Time to bust the BS some of the down rampers are saying:
This article explains it well:
Superficially, the narrative for many has been “Shale oil isn’t economical. The wells deplete too quickly. Just look at the negative cash flow.” But it’s just not quite that simple. Let’s dig a little deeper to gain a better understanding of what has happened, what is happening, and what is likely to happen moving forward.
The Boom-Bust Cycle for Dummies
First it’s important to understand that the oil industry is cyclical, and more importantly to understand the reason that it is cyclical. The long history of the oil industry has been one of boom and bust cycles. During the booms we hear about windfall profits, but during the downward part of the cycle, oil companies lose a lot of money and many people lose their jobs.
So why is the oil industry cyclical? It’s not complex. It is a function of the capital-intensity of the business, and the multi-year lag time in getting projects executed. If you just want the executive summary, here it is. I have arbitrarily started this at the bottom of the cycle, and the 5 stages I have described here could be described at a more granular level with more stages:
Stage 1. At the bottom of the cycle, there is excess oil supply which results in low oil prices and a period of under-investment by the oil industry. Low prices also stimulate higher demand.
Stage 2. Demand grows faster than supply, leading to a tightening supply/demand balance.
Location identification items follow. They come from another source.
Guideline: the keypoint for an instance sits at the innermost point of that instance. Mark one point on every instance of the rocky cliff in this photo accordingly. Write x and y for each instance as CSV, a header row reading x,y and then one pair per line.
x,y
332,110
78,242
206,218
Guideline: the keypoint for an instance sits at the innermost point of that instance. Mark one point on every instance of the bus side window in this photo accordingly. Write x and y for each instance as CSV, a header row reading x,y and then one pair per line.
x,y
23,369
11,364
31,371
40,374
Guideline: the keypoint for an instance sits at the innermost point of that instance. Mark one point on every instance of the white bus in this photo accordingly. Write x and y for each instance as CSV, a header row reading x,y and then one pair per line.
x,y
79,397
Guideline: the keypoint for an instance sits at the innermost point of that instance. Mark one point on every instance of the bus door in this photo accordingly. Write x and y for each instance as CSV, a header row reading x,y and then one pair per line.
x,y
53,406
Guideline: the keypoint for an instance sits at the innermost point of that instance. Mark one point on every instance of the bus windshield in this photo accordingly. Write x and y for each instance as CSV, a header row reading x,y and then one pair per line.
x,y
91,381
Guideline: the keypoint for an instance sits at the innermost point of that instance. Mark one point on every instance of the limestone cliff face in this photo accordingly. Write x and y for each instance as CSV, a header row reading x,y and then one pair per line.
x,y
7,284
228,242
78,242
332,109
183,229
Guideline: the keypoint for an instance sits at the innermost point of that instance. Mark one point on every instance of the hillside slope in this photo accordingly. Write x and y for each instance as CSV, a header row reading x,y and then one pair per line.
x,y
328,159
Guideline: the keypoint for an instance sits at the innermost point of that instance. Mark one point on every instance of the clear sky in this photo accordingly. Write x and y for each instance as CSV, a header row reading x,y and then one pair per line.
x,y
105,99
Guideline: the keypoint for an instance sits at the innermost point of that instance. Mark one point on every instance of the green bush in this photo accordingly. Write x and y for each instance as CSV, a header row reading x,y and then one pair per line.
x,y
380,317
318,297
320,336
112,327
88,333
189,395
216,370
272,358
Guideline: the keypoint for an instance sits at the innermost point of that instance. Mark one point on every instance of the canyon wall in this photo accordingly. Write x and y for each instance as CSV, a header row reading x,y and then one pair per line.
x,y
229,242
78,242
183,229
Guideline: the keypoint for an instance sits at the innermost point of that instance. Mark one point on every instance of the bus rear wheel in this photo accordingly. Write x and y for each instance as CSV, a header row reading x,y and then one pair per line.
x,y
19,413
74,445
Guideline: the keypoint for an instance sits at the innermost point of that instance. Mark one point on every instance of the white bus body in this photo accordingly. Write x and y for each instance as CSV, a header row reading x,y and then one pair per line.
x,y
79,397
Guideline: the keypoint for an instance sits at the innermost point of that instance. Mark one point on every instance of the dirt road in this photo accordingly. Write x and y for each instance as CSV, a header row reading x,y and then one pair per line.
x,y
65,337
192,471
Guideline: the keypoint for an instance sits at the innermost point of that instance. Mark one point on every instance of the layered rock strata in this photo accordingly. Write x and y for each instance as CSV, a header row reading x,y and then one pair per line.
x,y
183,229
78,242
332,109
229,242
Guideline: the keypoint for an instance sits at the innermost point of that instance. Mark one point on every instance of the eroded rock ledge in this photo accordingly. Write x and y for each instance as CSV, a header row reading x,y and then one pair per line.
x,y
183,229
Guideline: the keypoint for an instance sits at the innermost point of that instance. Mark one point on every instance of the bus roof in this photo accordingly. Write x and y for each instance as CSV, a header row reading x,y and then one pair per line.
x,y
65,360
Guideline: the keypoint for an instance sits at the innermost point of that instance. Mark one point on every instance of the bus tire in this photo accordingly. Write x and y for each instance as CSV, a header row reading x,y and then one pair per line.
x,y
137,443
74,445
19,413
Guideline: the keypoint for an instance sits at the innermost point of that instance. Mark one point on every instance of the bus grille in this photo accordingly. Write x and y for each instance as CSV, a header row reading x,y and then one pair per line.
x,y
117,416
Oil prices begin to rise.
Stage 3. Rising oil prices mean oil companies start making money, and they ramp up investments in new projects. The higher prices rise and the longer they remain high, the greater the investments. New oil plays become economical, and new oil companies are formed. Some of these companies employ a lot of financial leverage, which is OK until…
Stage 4. Higher prices curb demand growth, and new projects begin to come online. Production growth begins to outstrip demand growth.
Stage 5: Prices collapse, and the oil industry contracts as capital expenditures are slashed. We return to Stage 1. The cycle is complete.
Keep in mind that some of these steps overlap in time, partially because the oil industry is made up of so many different companies with many different management styles. One company may still be investing heavily while another has already slashed spending in anticipation of falling prices.
What has happened to AKK is not unique to them - it is industry wide.
Where in the cycle do you think AKK is?